16 Jul 2016 – New York Times

Mr. Erdogan has been no friend to free expression, ruthlessly asserting control over the media and restricting human rights and free speech. Yet thousands responded to his appeal, turning back the rebels and demonstrating that they still value democracy even if Mr. Erdogan has eroded its meaning.

That erosion now seems likely to accelerate, exacting a terrible price from Turkey’s citizens and posing new challenges to international efforts to confront the Islamic State and halt the killing in Turkey’s neighbor, Syria.

Given the chaotic and bloody events of the last two days, there is little doubt that Mr. Erdogan will become more vengeful and obsessed with control than ever, exploiting the crisis not just to punish mutinous soldiers but to further quash whatever dissent is left in Turkey. “They will pay a heavy price for this,” he said, chillingly. “This uprising is a gift from God to us because this will be a reason to cleanse our army.”

Since coming to power as prime minister in 2003, Mr. Erdogan has become an increasingly authoritarian leader who has steered his country far from the vision of a model Muslim democracy that many, in Turkey and around the world, had longed for. The volatile Middle East cannot afford to have another state unravel, especially one that is also the essential bulwark of NATO’s eastern flank and has the largest army in the region. In a statement late Friday, the United States emphasized its “absolute support for Turkey’s democratically-elected, civilian government and democratic institutions.”

Turkey’s military has a history of mounting coups to defend secularism, although the army has not seized power directly since 1980. There have long been tensions between Mr. Erdogan, whose AKP party has its roots in Islamism, and the military, and he has worked methodically to weaken the army as an institution. More recently, however, the army was seen as regaining some of its clout because it was steering clear of politics and managing a brutal war against Kurdish separatists.

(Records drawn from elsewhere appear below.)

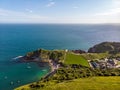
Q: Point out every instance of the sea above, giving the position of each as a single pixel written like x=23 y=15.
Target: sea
x=18 y=39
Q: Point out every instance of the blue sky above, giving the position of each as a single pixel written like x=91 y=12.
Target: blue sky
x=59 y=11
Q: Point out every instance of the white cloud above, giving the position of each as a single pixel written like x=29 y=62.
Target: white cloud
x=28 y=10
x=50 y=4
x=14 y=16
x=111 y=12
x=75 y=7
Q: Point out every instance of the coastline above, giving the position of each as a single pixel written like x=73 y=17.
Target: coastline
x=52 y=71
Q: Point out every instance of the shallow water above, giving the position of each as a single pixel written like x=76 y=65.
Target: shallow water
x=18 y=39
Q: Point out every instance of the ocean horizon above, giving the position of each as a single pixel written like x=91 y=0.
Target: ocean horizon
x=18 y=39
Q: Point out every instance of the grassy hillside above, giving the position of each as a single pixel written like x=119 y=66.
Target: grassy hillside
x=75 y=59
x=94 y=83
x=91 y=56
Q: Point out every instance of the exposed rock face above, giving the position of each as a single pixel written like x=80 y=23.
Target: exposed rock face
x=110 y=47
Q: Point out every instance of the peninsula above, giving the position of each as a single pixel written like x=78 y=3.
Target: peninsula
x=69 y=67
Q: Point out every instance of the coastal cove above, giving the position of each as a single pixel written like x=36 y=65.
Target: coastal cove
x=19 y=39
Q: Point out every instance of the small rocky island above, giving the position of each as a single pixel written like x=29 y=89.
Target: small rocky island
x=101 y=60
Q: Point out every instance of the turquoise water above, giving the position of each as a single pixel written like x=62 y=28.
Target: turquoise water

Mr. Erdogan moved rapidly on Saturday to round up his adversaries, real or imagined. Authorities reportedly had detained nearly 3,000 members of the armed forces, including a brigadier general, and purged the judiciary of 2,745 judges. Mr. Erdogan blamed the coup attempt on the followers of Fethullah Gullen, a Muslim cleric living in exile in Pennsylvania, who was his ally until a bitter falling out three years ago. Mr. Gulen’s followers were known to have a strong presence in Turkey’s police and judiciary, but less so in the military. Moreover, Mr. Gulen condemned the coup on the website of his group, Alliance for Shared Values.